IndianAmericans Emerge as Winners at Scripps National Spelling Bee09 Jun 2015
History was made last week in the world of competitive spelling, as two co-champions were named in the Scripps National Spelling Bee. Thirteen-year-old Vanya Shivashankar and fourteen-year-old Gokul Venkatachalam shared a trophy on the stage in National Harbor, Maryland, where the competition is held every year. The two beat out 283 other contestants, ranging in age from nine to fourteen, over three days of competition. They will also receive a cash prize of nearly $40,000 from various sponsors. Following last year’s bee, in which two winners were also named, their joint victory at the 2015 bee marks the first time in the competition’s ninety-year history that there have ever co-champions two years in a row. Shivishankar’s winning word was scherenensitte, which means the art of cutting paper into decorative designs, while Venkatachalam’s was nunatak, meaning a mountain surrounded by glacial ice. [See The Scripps National Spelling Bee has Co-Champions, Again, by Katy Steinmetz, Time, 28.May.2015.]
Shivashankar and Venkatachalam are both IndianAmericans, and their victory last week solidifies the dominance of young Americans of Indian decent in the field of competitive spelling. Since 1999, fifteen of the nineteen winners of the Scripps National Spelling Bee have been IndianAmericans, including this year’s co-champions. Their triumph has sparked a national conversation as to why youth whose families hail from India tend to outperform their peers in spelling contests. In a recent interview with CNN, Shalini Shankar, an associate professor of anthropology and Asian American studies at Northwestern University, explained that their success is rooted in a culture that values education and prosperity, while fostering a healthy love of competition. Indian immigrants, she says, “… invest a lot of time with their kids. They prioritize education and have the economic means to have a parent stay at home. It’s much more a socio-economic factor than a gene.” [See Why IndianAmericans Win Spelling Bees – Practice, by Moni Basu, CNN, 3.Jun.2015.]
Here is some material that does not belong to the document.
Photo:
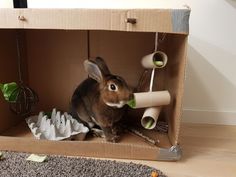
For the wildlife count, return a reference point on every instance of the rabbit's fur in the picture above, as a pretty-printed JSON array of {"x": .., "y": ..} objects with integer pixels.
[{"x": 101, "y": 99}]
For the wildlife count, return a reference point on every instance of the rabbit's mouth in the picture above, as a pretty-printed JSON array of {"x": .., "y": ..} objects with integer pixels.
[{"x": 116, "y": 105}]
And while the Scripps National Spelling Bee may be the most well-known academic tournament in the United States, there exists an entire culture of competitive spelling, geography, math and science where IndianAmericans hone their skills and boost their confidence. The nonprofit North South Foundation, which sponsors various academic competitions in thirty-five states featuring over 18,000 participants, was initially founded by retired engineer Ratnam Chitturi in India during the 1990’s as a way to sponsor education for underprivileged children. Eventually, friends urged him to expand his foundation in order to help Indian children living in the U.S., and he now organizes competitions throughout the country. Most of the Scripps National Spelling Bee champions who have ties to India, including this year’s winners, began their competitive careers by participating in North South Foundation tournaments. “It’s just like sports,” Chitturi explained to CNN. “Practice makes them perfect.” In fact, Chittrui draws a comparison between the winners in his competitions and stars in the athletic world, and feels that they are role models who inspire young IndianAmericans to strive for academic success. “They see the winners and think – they did it, I can do it too.”
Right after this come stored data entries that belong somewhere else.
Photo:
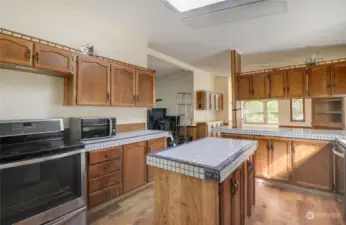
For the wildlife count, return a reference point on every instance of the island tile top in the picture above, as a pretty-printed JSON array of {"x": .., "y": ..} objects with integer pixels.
[
  {"x": 209, "y": 158},
  {"x": 313, "y": 134}
]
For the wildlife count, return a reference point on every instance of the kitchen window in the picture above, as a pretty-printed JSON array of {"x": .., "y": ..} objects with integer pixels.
[
  {"x": 261, "y": 112},
  {"x": 297, "y": 110}
]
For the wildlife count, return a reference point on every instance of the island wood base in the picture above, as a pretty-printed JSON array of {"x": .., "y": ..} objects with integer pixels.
[{"x": 184, "y": 200}]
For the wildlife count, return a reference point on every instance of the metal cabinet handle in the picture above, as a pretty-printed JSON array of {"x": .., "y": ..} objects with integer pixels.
[
  {"x": 28, "y": 52},
  {"x": 250, "y": 166},
  {"x": 234, "y": 187}
]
The co-champions of this year’s Scripps National Spelling Bee have much of which to be proud. They endured days of nail-biting competition to emerge as winners, collecting a trophy and cash prize in front of a packed auditorium. But more importantly, they have inspired young IndianAmericans to invest in their educations, set goals, and engage in competition with a sense of confidence. They are true symbols of the American dream for the next generation of American immigrants.